Wong Carson, Lam Po N, Lucente Vincent R
Department of Urology, The University of Oklahoma, Oklahoma City 73104, USA.
J Endourol. 2006 Apr;20(4):240-3; discussion 243. doi: 10.1089/end.2006.20.240.
Transabdominal transvesical repair has been the standard treatment for difficult vesicovaginal fistulae. We describe a laparoscopic transvesical technique that minimizes operative morbidity while adhering to the principles of transabdominal repair as described by O'Conner.
The patient is placed in the lithotomy position using Allen stirrups, and bilateral 5F open-ended ureteral catheters are placed cystoscopically. Using four laparoscopic ports, the prevesical space is accessed. The bladder is bivalved down to the fistula, and stay sutures are placed at the bladder edges for exposure. The fistulous tract and adjacent fibrotic tissue are excised, and the bladder and vagina are closed separately with single layers of full-thickness interrupted 2-0 Vicryl sutures. An omental flap is interposed between suture lines in the bladder and vagina. The ureteral catheters are sequentially removed on the first and second postoperative days. A gravity cystogram is performed 3 weeks postoperatively; if it is normal, the urethral catheter is removed.
This procedure has been performed on two consecutive patients who had failed prior Latzko repairs. Both patients were discharged 2 days postoperatively without complications. At a follow-up of 41 months in the first patient and 39 months in the second, no fistula recurrence has been seen.
Laparoscopic transvesical vesicovaginal fistula repair appears to be a safe and effective procedure that adheres to the principles of a transabdominal transvesical fistula repair while decreasing morbidity and improving cosmesis. Continued follow-up is required to determine its long-term efficacy compared with the accepted open transabdominal and transvaginal approaches.
经腹经膀胱修补术一直是治疗复杂性膀胱阴道瘘的标准术式。我们描述一种腹腔镜经膀胱技术,该技术在遵循奥康纳所描述的经腹修补原则的同时,将手术并发症降至最低。
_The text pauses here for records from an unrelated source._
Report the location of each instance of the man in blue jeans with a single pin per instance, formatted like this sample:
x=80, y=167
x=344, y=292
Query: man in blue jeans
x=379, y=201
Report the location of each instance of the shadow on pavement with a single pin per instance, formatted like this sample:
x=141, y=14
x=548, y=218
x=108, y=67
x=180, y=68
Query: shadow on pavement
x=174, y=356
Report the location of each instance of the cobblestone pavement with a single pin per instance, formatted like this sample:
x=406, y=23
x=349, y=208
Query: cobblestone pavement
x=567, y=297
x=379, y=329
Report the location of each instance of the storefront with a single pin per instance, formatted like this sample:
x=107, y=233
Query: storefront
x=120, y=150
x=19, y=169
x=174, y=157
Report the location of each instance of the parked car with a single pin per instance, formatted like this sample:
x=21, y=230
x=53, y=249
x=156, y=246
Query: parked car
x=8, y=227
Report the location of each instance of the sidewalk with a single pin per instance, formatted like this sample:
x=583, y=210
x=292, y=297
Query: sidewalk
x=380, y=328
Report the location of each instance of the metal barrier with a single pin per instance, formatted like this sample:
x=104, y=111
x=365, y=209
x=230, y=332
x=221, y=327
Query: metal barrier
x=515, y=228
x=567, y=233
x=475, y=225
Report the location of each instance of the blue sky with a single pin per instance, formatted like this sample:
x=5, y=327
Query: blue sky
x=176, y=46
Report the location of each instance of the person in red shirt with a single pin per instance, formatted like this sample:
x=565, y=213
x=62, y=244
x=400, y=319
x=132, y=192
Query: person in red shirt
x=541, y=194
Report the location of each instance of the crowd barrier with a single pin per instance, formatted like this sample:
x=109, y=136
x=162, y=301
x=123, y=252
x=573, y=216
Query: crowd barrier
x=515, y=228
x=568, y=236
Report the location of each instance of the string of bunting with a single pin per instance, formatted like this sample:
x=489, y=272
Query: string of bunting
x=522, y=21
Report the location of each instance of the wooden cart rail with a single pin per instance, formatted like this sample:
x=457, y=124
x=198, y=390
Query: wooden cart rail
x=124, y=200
患者使用艾伦氏马镫置于截石位,经膀胱镜置入双侧5F开放式输尿管导管。通过四个腹腔镜端口进入膀胱前间隙。将膀胱沿瘘口纵行切开,在膀胱边缘放置牵引缝线以利于暴露。切除瘘管及其周围的纤维化组织,分别用单层全层间断2-0薇乔缝线关闭膀胱和阴道。在膀胱和阴道的缝线之间置入大网膜瓣。术后第1天和第2天依次拔除输尿管导管。术后3周行重力膀胱造影;如果结果正常,则拔除尿道导管。
该手术连续应用于2例先前Latzko修补术失败的患者。两名患者均于术后2天出院,无并发症发生。首例患者随访41个月,第二例患者随访39个月,均未见瘘管复发。
腹腔镜经膀胱膀胱阴道瘘修补术似乎是一种安全有效的手术,它遵循经腹经膀胱瘘修补术的原则,同时降低了并发症发生率并改善了美观效果。与公认的开放经腹和经阴道手术方法相比,需要持续随访以确定其长期疗效。